Pastors, like sons, must learn to listen.  We cannot afford to cut off the complaint of those who find themselves in such a position.  But neither can we leave them without the clear and abiding counsel of God's Word.  The Lord knows the weakness of our hearts and the afflictions we bear and until He delivers us fully and finally from the burdens that fill our lives with pain and sorrow, He has given us the promise of His Word as our comfort, His presence with us in the day of trouble, and His grace sufficient to carry us through this suffering even as it will carry us through death to everlasting life.

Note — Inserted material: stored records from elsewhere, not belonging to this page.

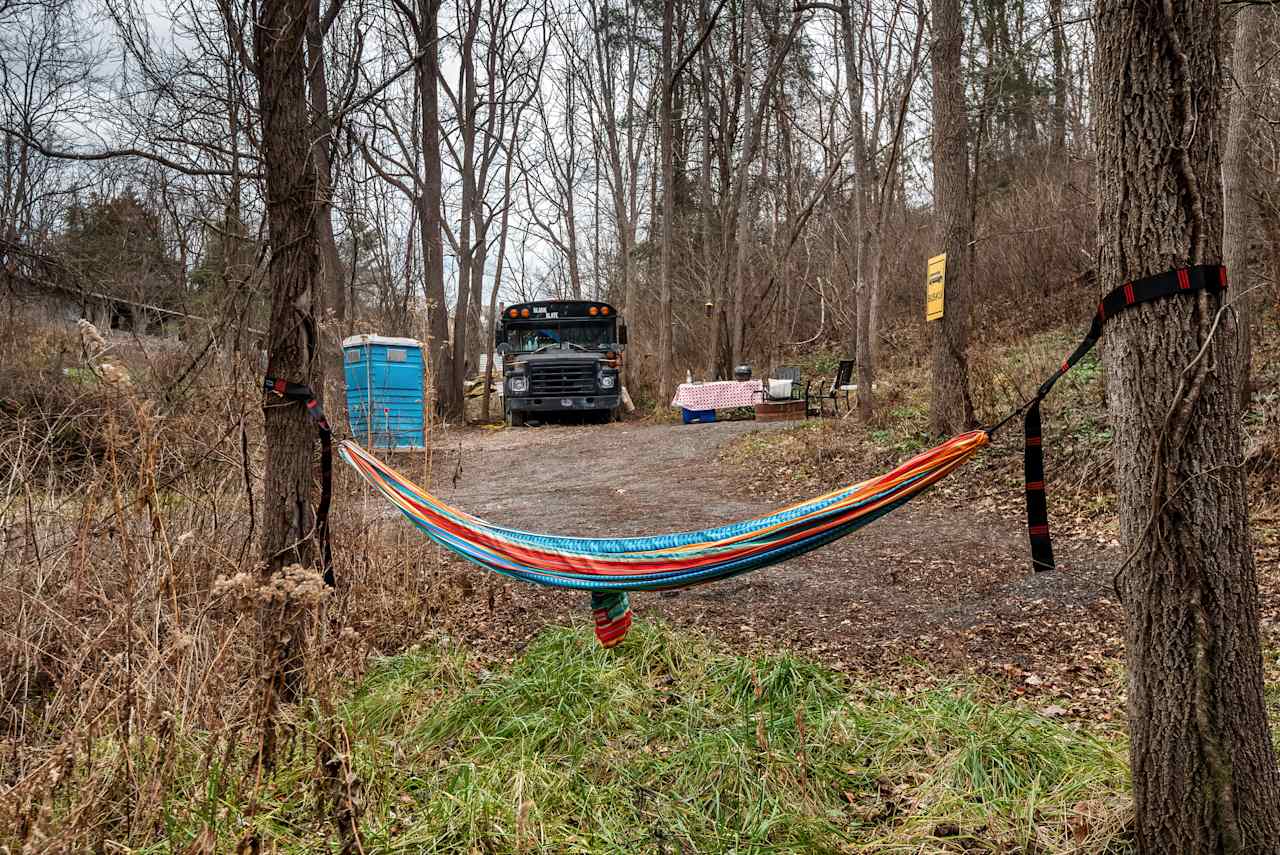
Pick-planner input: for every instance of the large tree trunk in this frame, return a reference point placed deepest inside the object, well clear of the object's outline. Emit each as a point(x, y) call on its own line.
point(1203, 769)
point(1237, 175)
point(288, 519)
point(950, 406)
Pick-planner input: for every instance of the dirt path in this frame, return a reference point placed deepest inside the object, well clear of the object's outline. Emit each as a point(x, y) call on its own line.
point(942, 580)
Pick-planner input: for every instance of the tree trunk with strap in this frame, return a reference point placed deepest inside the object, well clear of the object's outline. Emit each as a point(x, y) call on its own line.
point(1203, 769)
point(288, 517)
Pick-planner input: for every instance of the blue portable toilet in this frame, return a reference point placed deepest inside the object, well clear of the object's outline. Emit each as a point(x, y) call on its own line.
point(384, 391)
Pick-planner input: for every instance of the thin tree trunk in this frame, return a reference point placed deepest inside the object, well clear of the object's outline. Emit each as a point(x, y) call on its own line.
point(1237, 178)
point(1059, 115)
point(1203, 768)
point(430, 209)
point(668, 209)
point(744, 197)
point(854, 92)
point(950, 406)
point(318, 86)
point(709, 275)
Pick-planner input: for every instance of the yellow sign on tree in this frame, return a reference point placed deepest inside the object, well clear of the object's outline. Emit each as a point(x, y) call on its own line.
point(935, 287)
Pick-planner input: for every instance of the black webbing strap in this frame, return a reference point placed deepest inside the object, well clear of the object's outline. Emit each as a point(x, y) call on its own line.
point(1185, 280)
point(305, 396)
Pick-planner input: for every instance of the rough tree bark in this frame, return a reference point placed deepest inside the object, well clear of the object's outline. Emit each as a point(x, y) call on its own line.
point(1237, 201)
point(950, 406)
point(1203, 769)
point(288, 519)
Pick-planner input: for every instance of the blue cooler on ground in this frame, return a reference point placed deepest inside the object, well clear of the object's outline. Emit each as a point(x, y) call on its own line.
point(384, 391)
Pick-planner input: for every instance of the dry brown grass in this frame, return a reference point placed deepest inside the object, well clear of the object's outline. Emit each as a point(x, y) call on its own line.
point(132, 615)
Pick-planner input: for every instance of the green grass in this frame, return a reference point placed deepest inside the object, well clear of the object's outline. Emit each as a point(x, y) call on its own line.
point(667, 744)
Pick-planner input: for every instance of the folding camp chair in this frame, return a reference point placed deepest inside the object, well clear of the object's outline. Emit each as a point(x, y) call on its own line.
point(840, 389)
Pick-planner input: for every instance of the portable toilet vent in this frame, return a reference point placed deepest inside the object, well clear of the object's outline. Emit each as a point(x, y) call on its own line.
point(384, 391)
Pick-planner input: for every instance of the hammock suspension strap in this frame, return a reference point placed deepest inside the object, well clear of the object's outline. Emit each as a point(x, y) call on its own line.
point(1184, 280)
point(298, 393)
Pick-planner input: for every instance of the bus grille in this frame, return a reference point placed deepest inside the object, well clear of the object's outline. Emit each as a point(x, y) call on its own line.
point(562, 379)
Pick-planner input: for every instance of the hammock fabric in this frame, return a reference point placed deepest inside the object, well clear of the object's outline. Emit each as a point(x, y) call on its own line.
point(609, 567)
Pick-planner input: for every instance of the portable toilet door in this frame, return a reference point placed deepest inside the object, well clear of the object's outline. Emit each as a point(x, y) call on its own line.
point(384, 391)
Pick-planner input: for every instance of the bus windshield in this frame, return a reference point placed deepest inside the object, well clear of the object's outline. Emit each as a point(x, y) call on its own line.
point(526, 339)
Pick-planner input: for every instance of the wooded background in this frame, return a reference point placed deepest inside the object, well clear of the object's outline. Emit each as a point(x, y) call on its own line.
point(748, 181)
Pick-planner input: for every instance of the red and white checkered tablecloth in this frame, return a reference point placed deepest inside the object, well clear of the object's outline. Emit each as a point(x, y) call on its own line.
point(718, 396)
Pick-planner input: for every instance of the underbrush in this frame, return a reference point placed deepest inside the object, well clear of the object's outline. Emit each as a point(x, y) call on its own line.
point(663, 744)
point(824, 455)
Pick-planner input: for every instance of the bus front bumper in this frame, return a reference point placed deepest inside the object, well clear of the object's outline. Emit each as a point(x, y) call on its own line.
point(579, 403)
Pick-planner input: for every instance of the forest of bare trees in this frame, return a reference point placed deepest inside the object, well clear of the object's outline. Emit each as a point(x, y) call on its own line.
point(748, 182)
point(739, 179)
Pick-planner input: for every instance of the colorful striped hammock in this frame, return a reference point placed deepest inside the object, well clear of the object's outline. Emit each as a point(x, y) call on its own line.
point(609, 567)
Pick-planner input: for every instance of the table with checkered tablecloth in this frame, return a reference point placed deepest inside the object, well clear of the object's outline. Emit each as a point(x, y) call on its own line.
point(718, 396)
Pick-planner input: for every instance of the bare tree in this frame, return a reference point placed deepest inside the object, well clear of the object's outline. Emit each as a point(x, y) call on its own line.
point(950, 406)
point(1238, 206)
point(1203, 767)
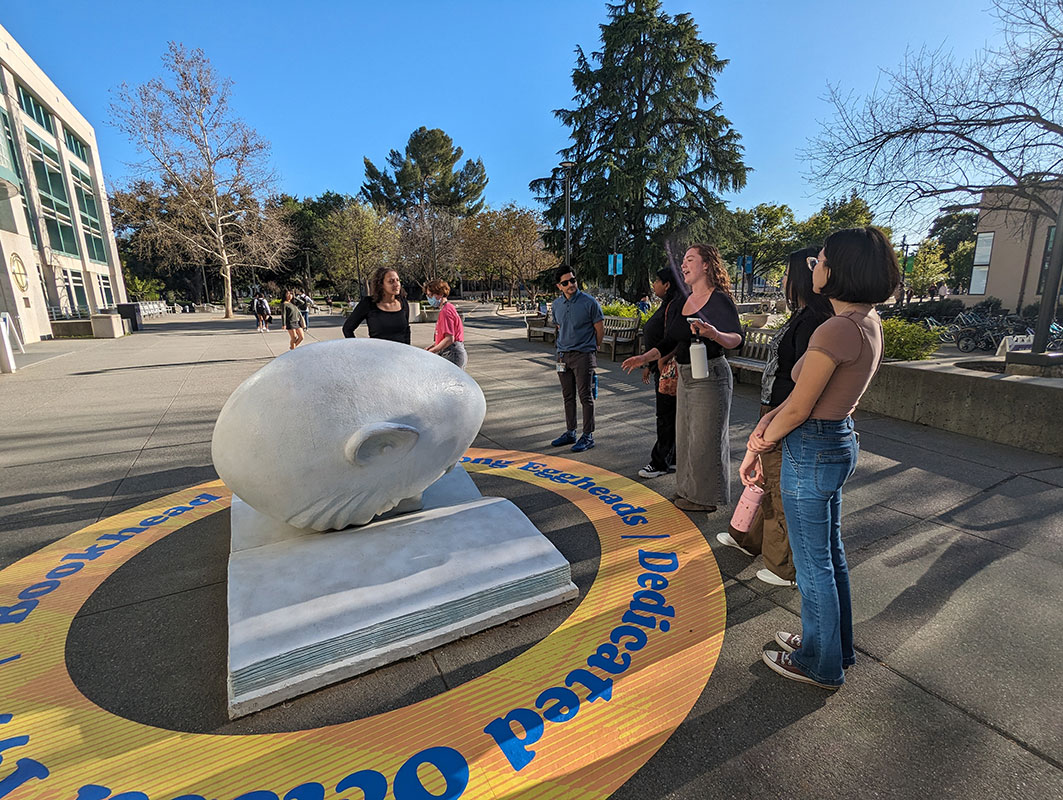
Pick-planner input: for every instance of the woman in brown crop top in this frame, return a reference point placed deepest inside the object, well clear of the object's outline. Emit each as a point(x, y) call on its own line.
point(856, 269)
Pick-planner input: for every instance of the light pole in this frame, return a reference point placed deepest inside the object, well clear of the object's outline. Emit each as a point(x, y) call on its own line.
point(567, 166)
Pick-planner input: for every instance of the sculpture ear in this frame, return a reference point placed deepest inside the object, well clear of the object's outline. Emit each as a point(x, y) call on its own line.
point(380, 444)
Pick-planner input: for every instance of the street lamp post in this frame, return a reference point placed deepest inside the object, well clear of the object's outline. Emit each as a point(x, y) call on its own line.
point(567, 166)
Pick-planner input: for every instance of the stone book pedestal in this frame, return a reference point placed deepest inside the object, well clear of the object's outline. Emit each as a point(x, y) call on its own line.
point(309, 609)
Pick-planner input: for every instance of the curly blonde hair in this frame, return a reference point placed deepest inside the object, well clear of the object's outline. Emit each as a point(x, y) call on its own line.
point(716, 273)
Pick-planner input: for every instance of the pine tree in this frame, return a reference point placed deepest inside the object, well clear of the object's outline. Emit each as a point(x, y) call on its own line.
point(650, 142)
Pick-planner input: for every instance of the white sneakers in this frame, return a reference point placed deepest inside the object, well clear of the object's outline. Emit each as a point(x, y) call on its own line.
point(769, 577)
point(764, 575)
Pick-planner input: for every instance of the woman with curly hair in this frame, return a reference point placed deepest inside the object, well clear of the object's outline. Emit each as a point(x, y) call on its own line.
point(385, 309)
point(703, 405)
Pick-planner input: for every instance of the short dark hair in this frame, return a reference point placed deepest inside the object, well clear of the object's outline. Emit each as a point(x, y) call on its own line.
point(799, 291)
point(863, 267)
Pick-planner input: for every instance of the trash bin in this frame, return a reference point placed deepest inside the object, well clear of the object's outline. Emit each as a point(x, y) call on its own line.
point(131, 311)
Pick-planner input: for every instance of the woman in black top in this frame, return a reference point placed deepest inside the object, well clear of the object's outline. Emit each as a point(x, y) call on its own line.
point(703, 405)
point(292, 320)
point(768, 533)
point(662, 455)
point(385, 309)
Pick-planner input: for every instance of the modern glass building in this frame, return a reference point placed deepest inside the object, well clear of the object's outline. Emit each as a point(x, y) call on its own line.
point(56, 245)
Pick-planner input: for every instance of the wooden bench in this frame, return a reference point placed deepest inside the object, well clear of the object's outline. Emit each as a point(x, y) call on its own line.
point(753, 355)
point(620, 330)
point(540, 325)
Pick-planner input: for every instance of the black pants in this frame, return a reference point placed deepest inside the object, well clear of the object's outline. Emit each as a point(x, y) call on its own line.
point(576, 379)
point(662, 456)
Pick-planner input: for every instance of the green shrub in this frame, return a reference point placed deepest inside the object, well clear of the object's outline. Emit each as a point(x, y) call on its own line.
point(908, 341)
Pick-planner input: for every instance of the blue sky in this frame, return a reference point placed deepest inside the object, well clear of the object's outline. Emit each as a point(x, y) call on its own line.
point(331, 82)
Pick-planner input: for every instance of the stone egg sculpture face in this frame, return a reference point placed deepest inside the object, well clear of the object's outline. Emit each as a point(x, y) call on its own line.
point(331, 435)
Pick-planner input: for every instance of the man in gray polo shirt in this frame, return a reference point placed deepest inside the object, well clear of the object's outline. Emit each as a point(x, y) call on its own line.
point(579, 329)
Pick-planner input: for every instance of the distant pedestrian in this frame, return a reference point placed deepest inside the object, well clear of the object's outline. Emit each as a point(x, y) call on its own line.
point(579, 329)
point(259, 307)
point(292, 320)
point(450, 332)
point(662, 454)
point(856, 269)
point(385, 309)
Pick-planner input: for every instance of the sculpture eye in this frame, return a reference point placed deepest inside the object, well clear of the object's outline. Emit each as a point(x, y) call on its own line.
point(381, 444)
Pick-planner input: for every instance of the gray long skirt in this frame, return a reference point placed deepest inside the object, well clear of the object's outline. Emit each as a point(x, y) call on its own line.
point(702, 443)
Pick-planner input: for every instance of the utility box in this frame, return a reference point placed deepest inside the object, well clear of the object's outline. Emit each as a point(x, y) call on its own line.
point(131, 311)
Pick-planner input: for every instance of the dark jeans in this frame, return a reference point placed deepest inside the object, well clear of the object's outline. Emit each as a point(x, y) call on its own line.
point(576, 379)
point(662, 456)
point(817, 458)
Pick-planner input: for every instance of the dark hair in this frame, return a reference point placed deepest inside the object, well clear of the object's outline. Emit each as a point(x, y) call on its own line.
point(799, 290)
point(863, 267)
point(718, 275)
point(438, 287)
point(376, 284)
point(665, 275)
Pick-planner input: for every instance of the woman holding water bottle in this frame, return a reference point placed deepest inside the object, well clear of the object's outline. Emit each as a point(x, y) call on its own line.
point(707, 326)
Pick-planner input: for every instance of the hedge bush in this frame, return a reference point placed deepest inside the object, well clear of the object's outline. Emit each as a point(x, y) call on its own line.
point(908, 341)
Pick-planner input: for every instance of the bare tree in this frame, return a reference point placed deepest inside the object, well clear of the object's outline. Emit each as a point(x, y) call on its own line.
point(206, 168)
point(939, 132)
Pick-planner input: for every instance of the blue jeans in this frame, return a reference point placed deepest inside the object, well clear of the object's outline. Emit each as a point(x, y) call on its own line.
point(817, 458)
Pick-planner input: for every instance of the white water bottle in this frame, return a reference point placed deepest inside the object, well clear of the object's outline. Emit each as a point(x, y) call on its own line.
point(698, 360)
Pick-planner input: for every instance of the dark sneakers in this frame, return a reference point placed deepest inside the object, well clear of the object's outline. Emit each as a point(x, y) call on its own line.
point(569, 437)
point(780, 662)
point(585, 443)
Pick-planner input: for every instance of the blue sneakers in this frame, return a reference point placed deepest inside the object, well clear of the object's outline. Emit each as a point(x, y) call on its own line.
point(569, 437)
point(585, 443)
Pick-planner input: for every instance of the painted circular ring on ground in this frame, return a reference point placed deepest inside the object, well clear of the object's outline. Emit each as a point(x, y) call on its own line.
point(573, 716)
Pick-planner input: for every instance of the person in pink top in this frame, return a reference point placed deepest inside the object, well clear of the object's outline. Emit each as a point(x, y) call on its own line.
point(856, 269)
point(450, 332)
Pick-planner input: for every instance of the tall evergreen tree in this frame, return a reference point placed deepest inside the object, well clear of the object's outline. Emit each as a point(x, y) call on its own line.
point(650, 141)
point(426, 174)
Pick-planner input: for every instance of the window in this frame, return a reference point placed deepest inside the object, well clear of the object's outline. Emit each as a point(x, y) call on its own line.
point(980, 272)
point(76, 289)
point(105, 293)
point(35, 109)
point(51, 191)
point(76, 146)
point(89, 216)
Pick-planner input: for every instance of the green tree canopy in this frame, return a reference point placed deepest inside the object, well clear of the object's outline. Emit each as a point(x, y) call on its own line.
point(648, 139)
point(426, 174)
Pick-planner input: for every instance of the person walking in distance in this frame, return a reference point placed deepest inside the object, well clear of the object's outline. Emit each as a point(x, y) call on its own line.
point(579, 330)
point(768, 532)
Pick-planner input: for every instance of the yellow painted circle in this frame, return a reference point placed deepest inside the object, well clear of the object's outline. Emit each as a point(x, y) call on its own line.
point(61, 745)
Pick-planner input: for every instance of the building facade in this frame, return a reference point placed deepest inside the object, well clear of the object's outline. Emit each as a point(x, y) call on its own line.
point(56, 243)
point(1011, 252)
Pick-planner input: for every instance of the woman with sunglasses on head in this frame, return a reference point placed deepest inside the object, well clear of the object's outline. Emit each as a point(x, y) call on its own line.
point(856, 269)
point(703, 404)
point(768, 532)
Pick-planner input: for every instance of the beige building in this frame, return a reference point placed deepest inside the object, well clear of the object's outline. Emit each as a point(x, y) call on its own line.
point(1011, 252)
point(56, 245)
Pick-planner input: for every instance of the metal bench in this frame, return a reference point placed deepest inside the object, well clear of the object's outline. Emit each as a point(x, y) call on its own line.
point(753, 355)
point(541, 326)
point(620, 330)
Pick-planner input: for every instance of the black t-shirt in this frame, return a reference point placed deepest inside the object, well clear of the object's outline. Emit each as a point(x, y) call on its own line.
point(719, 310)
point(792, 346)
point(390, 325)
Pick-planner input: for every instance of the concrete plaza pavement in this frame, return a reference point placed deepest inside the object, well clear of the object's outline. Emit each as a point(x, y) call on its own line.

The Psalms are the first place we go for consolation.  After all, David was not without his own complaints to the Lord and his own insistence that his life was no longer a joy but a burden he was not sure was worth bearing.  But read through the laments of David and you find yourselves led past the trials and troubles to the end, into the presence of God and the sufficiency of His grace that will not fail His people.  You will look in vain to find Scriptural support for the way we banter about the term quality of life and decide if our lives are worth living.  But you cannot avoid the great comfort of God for those whose lives are filled with pain, sorrow, doubt, and despair.  Not in the least is the fact that God has judged our lives as priceless because of the priceless currency of His Son whom He gave to save us and who willingly suffered all things for us that we might be His own and live under Him in His kingdom here and forevermore in heaven.  Judge your life not by the quality of the moment but by the value the Lord has attached to it with the salvation freely given to you but at the cost of Jesus' agony and death on the cross.  This is what I say to and pray with my mother as a son who loves her and this is what I say to and pray with the people in my care as a pastor who loves his people.